The choice of classifier is free; we can use any classifier we like, for example loglinear classification models. The features are defined in order to describe the configuration and the previous actions taken in a way that helps the classifier predict the correct action. For example, encoding that the words on top of the buffer and the stack are "on" and "effect" respectively is highly indicative of the rightArc-prep action to create an arc between them. Such lexicalized features though can be quite sparse, which is why recent work has looked into continuous representations for them (Chen and Manning, 2014).
The next question is where we get the training data to train the classifier, i.e. configurations labeled with the correct action. However the training data we are typically provided with consists of sentences labeled with the final dependency tree. Thus, we need to develop a function that given a sentence and its dependency tree can "reverse-engineer" the parsing process to recover the sequence of actions that was used construct it. This function is often referred to as the oracle (name inspired by the ones in antiquity), and it is usually a set of heuristics that returns the correct sequence of actions by looking at the dependency tree. A different way to think about it is that of a human annotator demonstrating how to construct the parse tree using the transition system defined.
The transition system we defined above is known as the arc-eager system due to Nivre (2003). Different transition systems have been proposed, another popular choice being the arc-standard transition system that has three actions, left-arc, right-arc and shift that are defined differently compared to the arc-eager ones. As expected, different transition systems have different oracles to extract configurations labeled with the correct transition action from sentences annotated with dependency trees.

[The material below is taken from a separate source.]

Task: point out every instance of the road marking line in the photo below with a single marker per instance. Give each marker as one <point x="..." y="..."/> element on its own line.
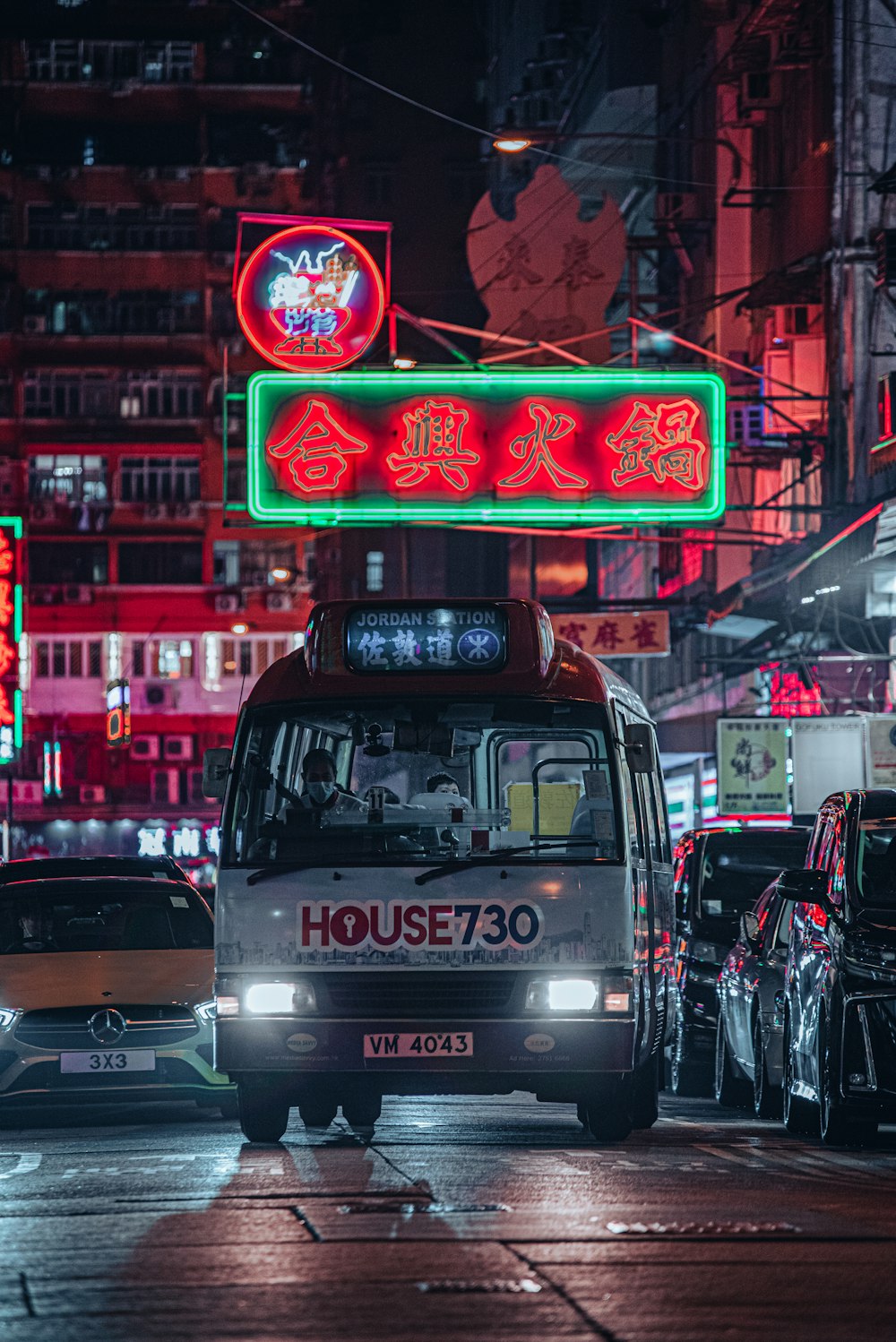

An important restriction that both the arc-eager and arc-standard transition systems have is that they can only produce projective dependency trees, i.e. trees that when they are drawn having the words on a fixed left-to-right order their arcs do not cross. However this restriction is violated when long-distance dependencies and free word order need to be taken into account, as in the sentence below in which (
tokens = ["ROOT", "What", "did", "economic", "news", "have", "little", "effect", "?"]
arcs = {(0,5, "root"), (0,9,"p"), (8,1,"pobj"), (5,2,"aux"), (4,3,"amod"), (5,4,"nsubj"), (5, 7, "dobj"), (7,6,"amod"), (5,8, "prep"), (6,8,"pmod"), (8,7,"amod")}
transition.render_displacy(*transition.to_displacy_graph(arcs, tokens))
To produce non-projective dependency trees such as the on in the example above, more complex transition systems employing mulitple stacks have been developed (Gomez-Rodriguez and Nivre, 2010).